Un cuento de Santiago Toste que mezcla gastronomía e Historia
Dejémonos de
historias. Adolf odiaba el chucrut. Su temprana vocación por la gastronomía es
otra de las paparruchas ideadas por Goebbels para investir de pompa y mitología
el mediocre pasado de su jefe. No, él nunca soñó con ser cocinero. Quizás un
célebre pintor o incluso un político relevante, o, si me apuran, en sus
fantasías más delirantes hasta el líder de una gran nación… Pero lo de crear un
imperio gastronómico vino mucho después, de pura chiripa.
Todo comenzó en los
años 20, cuando este austriaco con aires de grandeza decidió montar una
cervecería en Múnich. No sé sabe cómo -a lo mejor fue cosa de Himmler, que al
poco había empezado a trabajar de friegaplatos y quería agradar al patrón-,
pero en muy poco tiempo el negocio se ganó la fama de que allí se servía la
mejor cerveza de Baviera, lo que resulta incomprensible, porque, créanme,
aquello era un miserable abrevadero en el que también se despachaba algo
aceitoso y recalentado que vagamente se asemejaba a las salchichas.
El caso es que
prosperó a un ritmo vertiginoso. Sin embargo, cuando herr Hitler ya
comenzaba a hacer planes -montar una terraza en el patio de atrás, contratar un
segundo camarero, servir desayunos…-, todo se vino abajo. Fue un escándalo: 116
clientes sufrieron una intoxicación alimentaria; de ellos, 58 estuvieron
hospitalizados durante semanas y 11, que formaban parte de un grupo de
veteranos de la Primera Guerra Mundial, cabalgaron hasta el Valhalla antes de
tiempo. La Policía pilló a Hitler en su casa,
atascado en la ventana de la buhardilla mientras intentaba escapar, en pleno
ataque de nervios y farfullando un galimatías del que solo se entendía algo así
como “demasiada salsa, demasiada salsa…”.
La cárcel le fue de bastante provecho. Participó junto a otros reclusos en un taller de cocina que le sirvió para mejorar su técnica y en los ratos muertos, que eran muchos, escribió Mil y una maneras de preparar chucrut, un libro hoy descatalogado, pero que en las décadas de los 30 y 40 fue todo un best seller, traducido a 28 lenguas. El éxito editorial animó a Adolf a emprender una nueva aventura empresarial, esta vez en Berlín. Ciertamente, la idea era buena: con un precio muy ajustado, el restaurante ofrecía un completo menú, cerveza, vino o refresco incluidos, además de un strudel de manzana que no estaba nada mal. Todo Berlín, desde el gran potentado al más humilde operario de una fábrica, desde el contable hasta la mecanógrafa que a mediodía paraban para almorzar, acudían al establecimiento de moda.

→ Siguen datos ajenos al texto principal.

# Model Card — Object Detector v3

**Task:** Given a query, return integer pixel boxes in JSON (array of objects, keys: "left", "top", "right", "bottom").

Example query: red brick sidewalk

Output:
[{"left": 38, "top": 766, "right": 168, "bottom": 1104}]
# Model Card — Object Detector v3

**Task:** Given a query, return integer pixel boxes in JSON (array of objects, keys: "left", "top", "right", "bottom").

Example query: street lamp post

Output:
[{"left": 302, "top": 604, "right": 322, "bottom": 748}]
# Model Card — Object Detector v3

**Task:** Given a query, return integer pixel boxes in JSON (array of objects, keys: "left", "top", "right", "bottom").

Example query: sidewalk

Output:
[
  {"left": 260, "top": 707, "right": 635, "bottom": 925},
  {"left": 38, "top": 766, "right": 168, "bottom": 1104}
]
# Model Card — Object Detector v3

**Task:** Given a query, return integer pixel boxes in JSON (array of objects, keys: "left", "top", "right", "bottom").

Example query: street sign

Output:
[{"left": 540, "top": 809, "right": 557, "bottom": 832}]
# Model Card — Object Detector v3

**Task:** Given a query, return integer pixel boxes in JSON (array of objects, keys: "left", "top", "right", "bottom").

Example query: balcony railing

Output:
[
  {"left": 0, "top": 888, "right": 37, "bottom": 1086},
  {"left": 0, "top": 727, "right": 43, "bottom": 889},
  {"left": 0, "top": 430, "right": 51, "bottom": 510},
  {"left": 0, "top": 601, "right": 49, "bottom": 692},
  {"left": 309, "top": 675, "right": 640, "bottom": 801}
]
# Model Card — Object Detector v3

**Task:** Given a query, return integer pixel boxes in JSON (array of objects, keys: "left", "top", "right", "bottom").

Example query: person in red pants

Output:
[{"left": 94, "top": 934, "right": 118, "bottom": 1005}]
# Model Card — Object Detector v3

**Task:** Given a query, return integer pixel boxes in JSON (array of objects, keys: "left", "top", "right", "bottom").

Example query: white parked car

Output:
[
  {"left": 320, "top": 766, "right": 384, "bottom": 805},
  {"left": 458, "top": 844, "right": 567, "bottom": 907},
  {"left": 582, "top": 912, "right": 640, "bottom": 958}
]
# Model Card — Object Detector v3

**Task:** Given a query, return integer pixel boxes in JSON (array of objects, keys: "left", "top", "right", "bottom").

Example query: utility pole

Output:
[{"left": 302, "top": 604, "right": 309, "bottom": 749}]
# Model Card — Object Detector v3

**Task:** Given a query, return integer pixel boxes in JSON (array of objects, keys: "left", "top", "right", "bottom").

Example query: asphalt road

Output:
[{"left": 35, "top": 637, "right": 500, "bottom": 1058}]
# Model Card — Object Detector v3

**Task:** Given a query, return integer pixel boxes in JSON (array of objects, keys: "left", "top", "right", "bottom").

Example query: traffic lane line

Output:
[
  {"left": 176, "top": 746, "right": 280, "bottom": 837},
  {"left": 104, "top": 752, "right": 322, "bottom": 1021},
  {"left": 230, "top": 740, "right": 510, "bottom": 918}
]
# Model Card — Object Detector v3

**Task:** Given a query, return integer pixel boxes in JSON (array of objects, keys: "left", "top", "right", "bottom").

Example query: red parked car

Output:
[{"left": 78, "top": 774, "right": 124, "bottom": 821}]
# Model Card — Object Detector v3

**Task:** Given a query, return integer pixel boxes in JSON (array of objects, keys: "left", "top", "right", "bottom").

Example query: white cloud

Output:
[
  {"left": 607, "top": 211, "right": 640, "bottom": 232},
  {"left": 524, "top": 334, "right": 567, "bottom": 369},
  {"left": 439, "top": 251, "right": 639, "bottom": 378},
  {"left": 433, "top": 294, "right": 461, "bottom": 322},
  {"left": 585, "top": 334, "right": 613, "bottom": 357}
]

Dicen que fue Göring, su jefe de sala, el que le
propuso a Adolf ser un poco más ambicioso e intentar expandir el proyecto,
primero, por toda Alemania, y después, más allá de sus fronteras. Y el caso es
que, ante este pujante fenómeno culinario, no tardaron en caer rendidos
Austria, Checoslovaquia, Polonia, Dinamarca, Noruega, Países Bajos, Luxemburgo,
Bélgica y, por fin, Francia. Lo de París fue un duro golpe para la autoestima
de los galos, que en esto de los calderos y los fogones marcaban tendencia
desde hacía años.
En Italia y Rusia
las cosas funcionaron de otra manera. El estómago de los italianos era
gobernado desde Roma por el duce de la pasta, cuya cadena de pizzerías,
Mussolini’s, no encontraba rival desde Milán a Palermo. Goebbels lo tuvo claro
desde el principio: mejor asociarse con Benito Mussolini a través de una red de
franquicias bien publicitadas, que entrar en una guerra de precios con un
resultado incierto.
Algo similar ocurrió con Stalin en Moscú. Se cuenta que, en
aquellos años, en la Unión Soviética no se servía un plato de ensaladilla ni un
vaso de vodka sin que Stalin no lo supiera. Curioso personaje este Stalin,
mientras que por un lado inundaba de colesterol a su pueblo, por otro era un
defensor recalcitrante de las purgas como remedio más saludable para depurar el
organismo. De manera que Hitler y Stalin
suscribieron una especie de pacto de no agresión, pero nunca dejaron de recelar
el uno del otro.
Por lo que respecta
a España, Adolf se desesperaba cada vez que intentaba hablar con su par,
Francisco Franco, que prácticamente había copiado su modelo de negocio -a su
manera, eso sí-, pero no paraba de ofrecer las excusas más peregrinas, siempre
acompañadas con una risita nerviosa, cada vez que el austriaco le planteaba una
asociación. Visto con perspectiva histórica, hoy resulta inexplicable el éxito
que tuvieron aquí durante tanto tiempo los establecimientos Mesón del Caudillo.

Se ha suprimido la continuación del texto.